To get started with your first event processing application, you will need to read data from one or multiple sources.
In this recipe, you are going to continuously read CSV-formatted files from a folder and transform this data into your data model.
This recipe for Apache Flink is a self-contained recipe that you can directly copy and run from your favorite editor. There is no need to download Apache Flink or Apache Kafka.
The recipe will generate one or more comma-separated values (CSV) files in a temporary directory. The files are encoded in UTF-8.
1,Shadowfax,Sauerfort
2,Quickbeam,Tremblayside
3,Galadriel,Latriciamouth
4,Denethor,Koeppshire
5,Théoden,Larsonland
6,Tom Bombadil,Hegmannton
7,Barliman Butterbur,Madelinechester
You want to consume these records in your Apache Flink application and make them available in the data model. The data model is defined in the following POJO:
@JsonPropertyOrder({"id", "character", "location"})
public class Event {
/** A Flink POJO must have public fields, or getters and setters */
public long id;
public String character;
public String location;
You have to explicitly define the order of fields using the @JsonPropertyOrder
annotation.
You are using the Apache
Flink FileSource
connector in the application to connect to your local file system. You can use
Flink's pluggable file systems
to connect to other file systems, such as S3.
You can specify a location by providing the argument --inputFolder
.
public static void main(String[] args) throws Exception {
final ParameterTool parameters = ParameterTool.fromArgs(args);
Path inputFolder = new Path(parameters.getRequired("inputFolder"));
runJob(inputFolder);
}
Then you configure
the CsvReaderFormat
to use the defined POJO to parse the CSV files.
CsvReaderFormat<Event> csvFormat = CsvReaderFormat.forPojo(Event.class);
To complete the setup you configure the FileSource
connector with the defined csvFormat
and the directory that
you want to monitor. You configure the connector to monitor the directory every 5 seconds for any new files.
Because you are monitoring this directory continuously, the connector is set to streaming (unbounded) mode.

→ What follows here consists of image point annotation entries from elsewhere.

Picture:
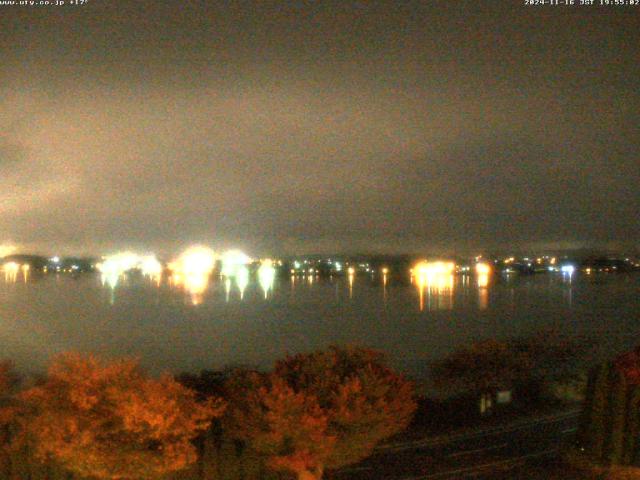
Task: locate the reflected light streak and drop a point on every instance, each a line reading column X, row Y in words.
column 266, row 276
column 11, row 270
column 435, row 279
column 242, row 280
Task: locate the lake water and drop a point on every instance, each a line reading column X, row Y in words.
column 169, row 329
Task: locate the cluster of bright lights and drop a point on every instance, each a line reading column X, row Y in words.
column 113, row 266
column 192, row 269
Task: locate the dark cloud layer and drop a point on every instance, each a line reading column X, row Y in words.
column 318, row 126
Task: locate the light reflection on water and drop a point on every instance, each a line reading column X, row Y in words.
column 253, row 322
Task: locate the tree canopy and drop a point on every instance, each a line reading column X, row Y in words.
column 491, row 365
column 320, row 410
column 108, row 420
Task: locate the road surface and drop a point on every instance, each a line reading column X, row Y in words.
column 472, row 454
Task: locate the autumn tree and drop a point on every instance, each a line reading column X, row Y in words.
column 319, row 411
column 8, row 409
column 487, row 366
column 108, row 420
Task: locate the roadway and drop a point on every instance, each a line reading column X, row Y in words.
column 477, row 453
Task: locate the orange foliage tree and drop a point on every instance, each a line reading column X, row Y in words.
column 110, row 421
column 8, row 410
column 318, row 411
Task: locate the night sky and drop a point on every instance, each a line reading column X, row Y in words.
column 318, row 127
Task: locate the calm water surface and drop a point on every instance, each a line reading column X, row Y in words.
column 161, row 324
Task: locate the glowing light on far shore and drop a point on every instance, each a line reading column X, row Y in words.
column 6, row 250
column 233, row 262
column 483, row 269
column 242, row 279
column 150, row 266
column 192, row 270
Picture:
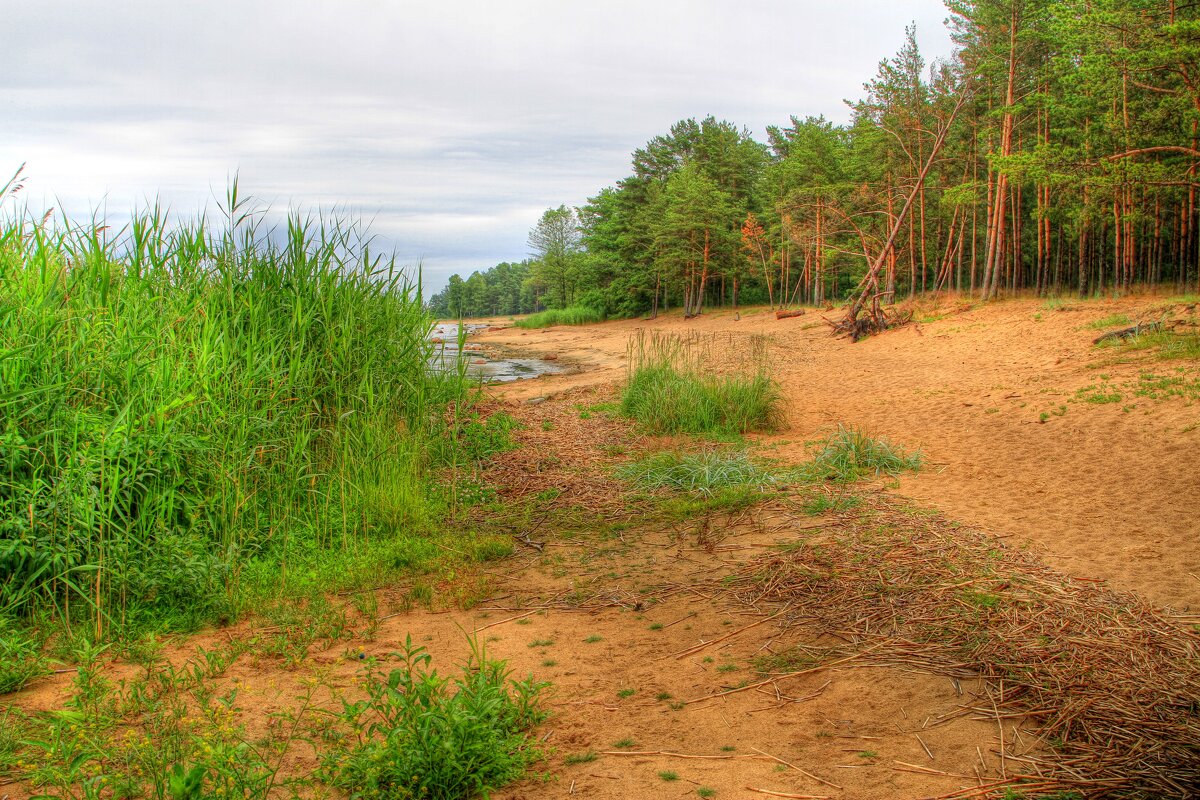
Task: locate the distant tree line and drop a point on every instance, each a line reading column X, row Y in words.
column 1071, row 166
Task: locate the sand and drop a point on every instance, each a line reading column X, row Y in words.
column 1105, row 491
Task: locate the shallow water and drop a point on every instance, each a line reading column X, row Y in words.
column 445, row 338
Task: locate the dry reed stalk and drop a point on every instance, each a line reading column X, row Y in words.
column 1114, row 683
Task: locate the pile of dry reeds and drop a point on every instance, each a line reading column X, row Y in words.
column 1111, row 685
column 567, row 453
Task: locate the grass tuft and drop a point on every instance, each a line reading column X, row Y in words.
column 573, row 316
column 670, row 389
column 850, row 455
column 424, row 735
column 705, row 473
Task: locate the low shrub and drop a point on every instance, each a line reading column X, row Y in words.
column 671, row 390
column 424, row 735
column 850, row 455
column 573, row 316
column 703, row 473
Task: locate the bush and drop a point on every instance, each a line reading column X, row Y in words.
column 573, row 316
column 21, row 657
column 850, row 455
column 671, row 390
column 436, row 738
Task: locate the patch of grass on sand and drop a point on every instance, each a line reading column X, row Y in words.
column 850, row 455
column 574, row 316
column 703, row 473
column 670, row 390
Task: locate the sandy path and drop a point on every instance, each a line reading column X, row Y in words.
column 1103, row 491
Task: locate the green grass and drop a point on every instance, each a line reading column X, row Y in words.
column 197, row 414
column 850, row 455
column 705, row 473
column 1167, row 344
column 1111, row 320
column 573, row 316
column 580, row 758
column 419, row 734
column 670, row 389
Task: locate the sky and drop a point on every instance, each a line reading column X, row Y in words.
column 449, row 126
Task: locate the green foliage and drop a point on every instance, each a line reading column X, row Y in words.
column 1111, row 320
column 1167, row 344
column 703, row 473
column 670, row 391
column 21, row 657
column 425, row 735
column 573, row 316
column 186, row 401
column 850, row 455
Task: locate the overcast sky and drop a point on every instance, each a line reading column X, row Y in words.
column 451, row 125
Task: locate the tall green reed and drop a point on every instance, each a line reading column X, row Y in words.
column 684, row 384
column 178, row 398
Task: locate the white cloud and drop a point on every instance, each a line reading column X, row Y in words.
column 451, row 125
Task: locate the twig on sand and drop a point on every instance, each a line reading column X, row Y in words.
column 507, row 620
column 785, row 794
column 804, row 773
column 697, row 648
column 774, row 678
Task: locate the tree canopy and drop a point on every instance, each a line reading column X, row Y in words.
column 1071, row 166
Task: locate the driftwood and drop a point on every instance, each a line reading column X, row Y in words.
column 867, row 300
column 1128, row 332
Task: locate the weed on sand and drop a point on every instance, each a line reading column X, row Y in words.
column 672, row 390
column 703, row 473
column 850, row 455
column 573, row 316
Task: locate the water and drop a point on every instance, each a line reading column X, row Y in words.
column 479, row 365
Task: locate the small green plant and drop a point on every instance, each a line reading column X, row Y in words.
column 21, row 656
column 423, row 735
column 850, row 455
column 706, row 473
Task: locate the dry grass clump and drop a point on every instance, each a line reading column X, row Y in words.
column 1113, row 685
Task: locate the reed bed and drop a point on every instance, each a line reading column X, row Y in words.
column 1110, row 684
column 701, row 384
column 571, row 316
column 183, row 400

FileSource<Event> source =
FileSource.forRecordStreamFormat(csvFormat, dataDirectory)
.monitorContinuously(Duration.of(5, SECONDS))
.build();
final DataStreamSource<Event> file =
env.fromSource(source, WatermarkStrategy.noWatermarks(), "File");
This recipe is self-contained. You can run the ContinuousFileReadingTest#testProductionJob
class to see the full recipe
in action. The test generates csv files into a temporary directory and will output the data to the console.
You can run it directly via Maven or in your favorite editor such as IntelliJ IDEA or Visual Studio Code.
See the comments included in the code for more details.